On April 20, 2016, the U.S. Department of Health and Human Services (“HHS”) Office for Civil Rights (“OCR”) announced that provider group Raleigh Orthopaedic Clinic, P.A. of North Carolina (“Raleigh Orthopaedic”) agreed to pay $750,000 to settle charges that it potentially violated the Health Insurance Portability and Accountability Act of 1996 (“HIPAA”) Privacy Rule “by handing over protected health information (“PHI”) for approximately 17,300 patients to a potential business partner without first executing a business associate agreement.”

OCR initiated its investigation of Raleigh Orthopaedic following receipt of a “breach report” on April 30, 2013.  OCR’s investigation indicated that Raleigh Orthopaedic released x-ray films and related protected health information of 17,300 patients to an entity contracted to transfer the x-ray images to electronic media in exchange for harvesting the silver from the films.  Raleigh Orthopedic did not execute a business associate agreement with this entity prior to turning over the x-rays and PHI.

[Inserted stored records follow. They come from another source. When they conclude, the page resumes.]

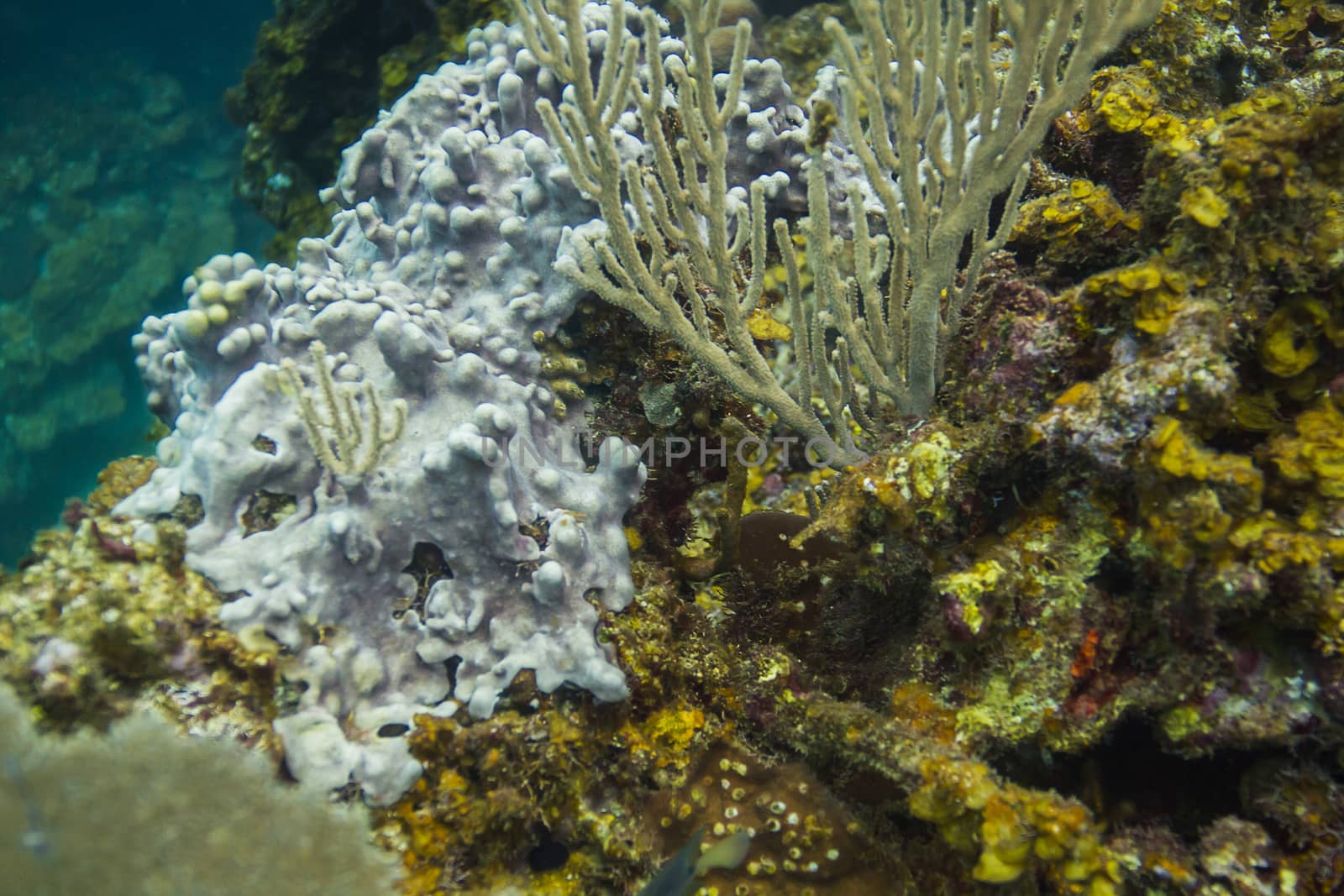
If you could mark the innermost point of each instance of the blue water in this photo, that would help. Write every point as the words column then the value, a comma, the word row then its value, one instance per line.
column 116, row 175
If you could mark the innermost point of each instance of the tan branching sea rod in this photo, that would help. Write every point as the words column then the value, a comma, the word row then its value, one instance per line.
column 934, row 154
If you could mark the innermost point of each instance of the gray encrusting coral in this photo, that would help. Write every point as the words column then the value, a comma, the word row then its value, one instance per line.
column 464, row 241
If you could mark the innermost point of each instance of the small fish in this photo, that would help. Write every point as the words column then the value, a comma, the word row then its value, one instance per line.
column 678, row 878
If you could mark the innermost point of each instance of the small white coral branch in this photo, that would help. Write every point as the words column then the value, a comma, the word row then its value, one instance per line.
column 342, row 439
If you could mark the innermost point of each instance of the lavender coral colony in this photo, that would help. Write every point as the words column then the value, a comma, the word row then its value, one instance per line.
column 1072, row 516
column 385, row 394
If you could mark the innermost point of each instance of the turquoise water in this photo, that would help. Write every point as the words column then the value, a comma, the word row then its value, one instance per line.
column 116, row 181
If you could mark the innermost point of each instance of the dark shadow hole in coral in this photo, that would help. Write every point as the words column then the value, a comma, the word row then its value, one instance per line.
column 1129, row 777
column 266, row 511
column 450, row 669
column 549, row 853
column 428, row 566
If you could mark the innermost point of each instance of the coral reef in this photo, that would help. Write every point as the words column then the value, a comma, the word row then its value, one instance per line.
column 1079, row 631
column 322, row 71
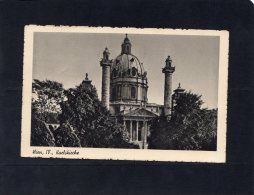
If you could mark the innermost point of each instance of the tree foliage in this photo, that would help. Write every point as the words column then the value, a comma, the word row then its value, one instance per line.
column 84, row 122
column 40, row 134
column 190, row 128
column 46, row 98
column 66, row 137
column 90, row 120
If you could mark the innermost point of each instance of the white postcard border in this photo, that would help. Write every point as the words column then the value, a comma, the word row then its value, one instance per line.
column 218, row 156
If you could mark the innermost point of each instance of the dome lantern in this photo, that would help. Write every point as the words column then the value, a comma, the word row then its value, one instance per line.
column 126, row 46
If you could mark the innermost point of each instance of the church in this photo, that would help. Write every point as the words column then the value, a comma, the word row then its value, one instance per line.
column 124, row 92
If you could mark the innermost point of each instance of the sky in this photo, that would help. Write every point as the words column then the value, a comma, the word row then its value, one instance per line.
column 67, row 57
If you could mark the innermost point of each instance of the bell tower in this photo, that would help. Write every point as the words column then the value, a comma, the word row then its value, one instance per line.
column 168, row 70
column 105, row 87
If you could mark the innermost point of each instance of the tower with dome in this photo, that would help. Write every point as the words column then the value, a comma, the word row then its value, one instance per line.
column 124, row 92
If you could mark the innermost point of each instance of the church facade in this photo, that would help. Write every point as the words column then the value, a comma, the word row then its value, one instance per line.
column 124, row 92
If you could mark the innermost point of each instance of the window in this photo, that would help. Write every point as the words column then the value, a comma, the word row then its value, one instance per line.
column 113, row 93
column 133, row 92
column 133, row 71
column 118, row 91
column 114, row 73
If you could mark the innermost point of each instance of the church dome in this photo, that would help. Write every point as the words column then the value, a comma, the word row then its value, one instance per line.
column 127, row 64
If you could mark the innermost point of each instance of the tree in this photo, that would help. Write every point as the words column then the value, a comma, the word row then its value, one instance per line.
column 91, row 121
column 66, row 137
column 46, row 98
column 190, row 128
column 40, row 134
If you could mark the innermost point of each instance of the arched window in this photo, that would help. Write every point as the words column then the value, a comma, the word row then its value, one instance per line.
column 133, row 71
column 133, row 92
column 113, row 93
column 114, row 73
column 118, row 91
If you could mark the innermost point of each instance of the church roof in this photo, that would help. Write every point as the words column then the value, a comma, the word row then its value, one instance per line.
column 141, row 112
column 124, row 62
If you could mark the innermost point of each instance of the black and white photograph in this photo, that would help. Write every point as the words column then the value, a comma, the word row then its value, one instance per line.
column 124, row 94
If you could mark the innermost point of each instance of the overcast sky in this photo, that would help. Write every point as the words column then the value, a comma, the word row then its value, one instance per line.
column 66, row 57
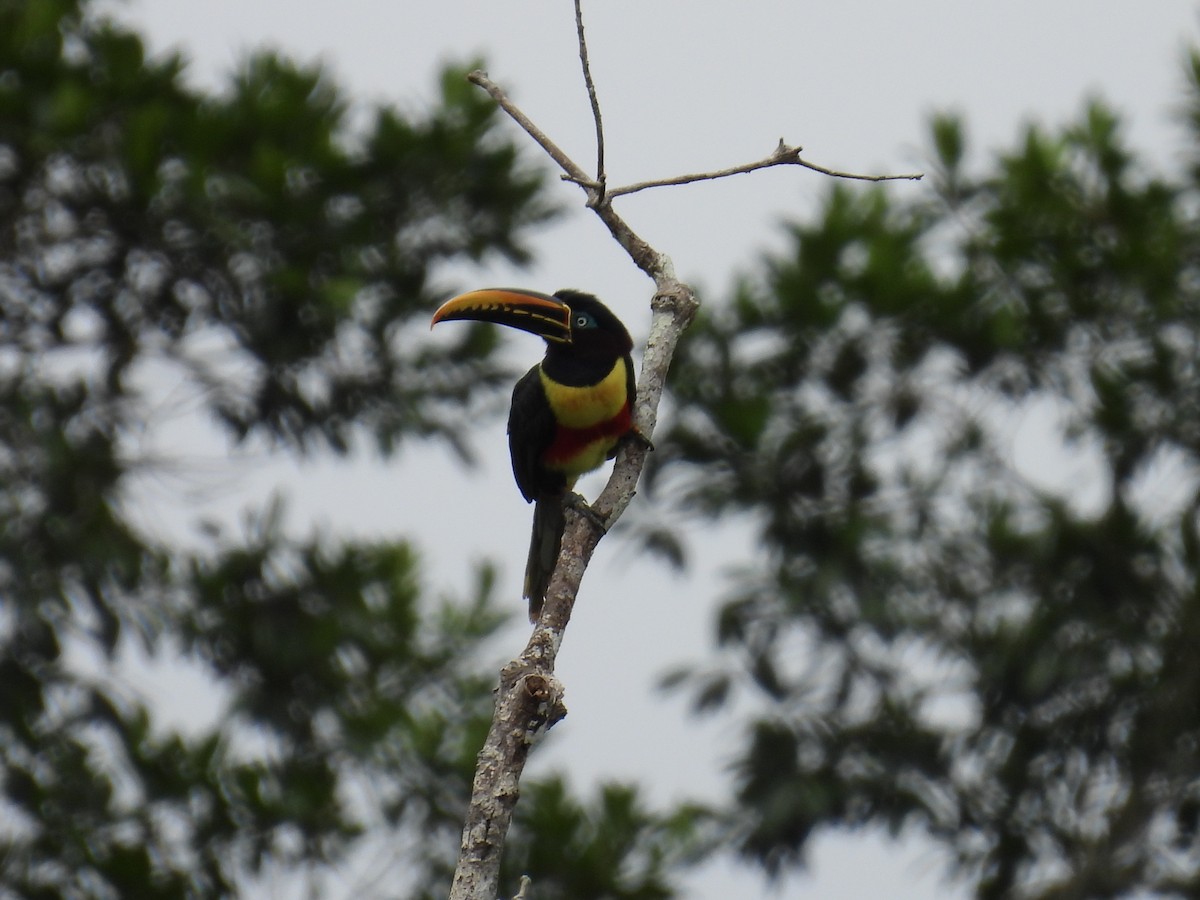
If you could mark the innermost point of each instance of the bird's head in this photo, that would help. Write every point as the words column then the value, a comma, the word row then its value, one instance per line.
column 569, row 321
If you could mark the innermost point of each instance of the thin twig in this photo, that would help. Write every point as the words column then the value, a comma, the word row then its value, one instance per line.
column 601, row 177
column 553, row 150
column 645, row 256
column 784, row 155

In addition to the $750,000 payment, Raleigh Orthopaedic ultimately agreed to revise its policies and procedures to: “establish a process for assessing whether entities are business associates; designate a responsible individual to ensure  business associate agreements are in place prior to disclosing PHI to a business associate; create a standard template business associate agreement; establish a standard process for maintaining documentation of a business associate agreements for at least six (6) years beyond the date of termination of a business associate relationship; and limit disclosures of PHI to any business associate to the minimum necessary to accomplish the purpose for which the business associate was hired.”

Raleigh Orthopaedic would have avoided a fine of $750,000, devoting time to a three-year investigation, and the stigma of a Corrective Action Plan if only someone on staff ensured that released PHI was subject to a properly worded business associate agreement. Given that HHS even offers model business associate agreement language there is really no excuse for any covered entity or business associate not to use this simply contractual safeguard — especially given that it is mandated.  Moreover, there really is no excuse for not having a standard process in place that documents the use and maintenance of business associate agreements — even the smallest of practice groups has an office manager who could implement this process.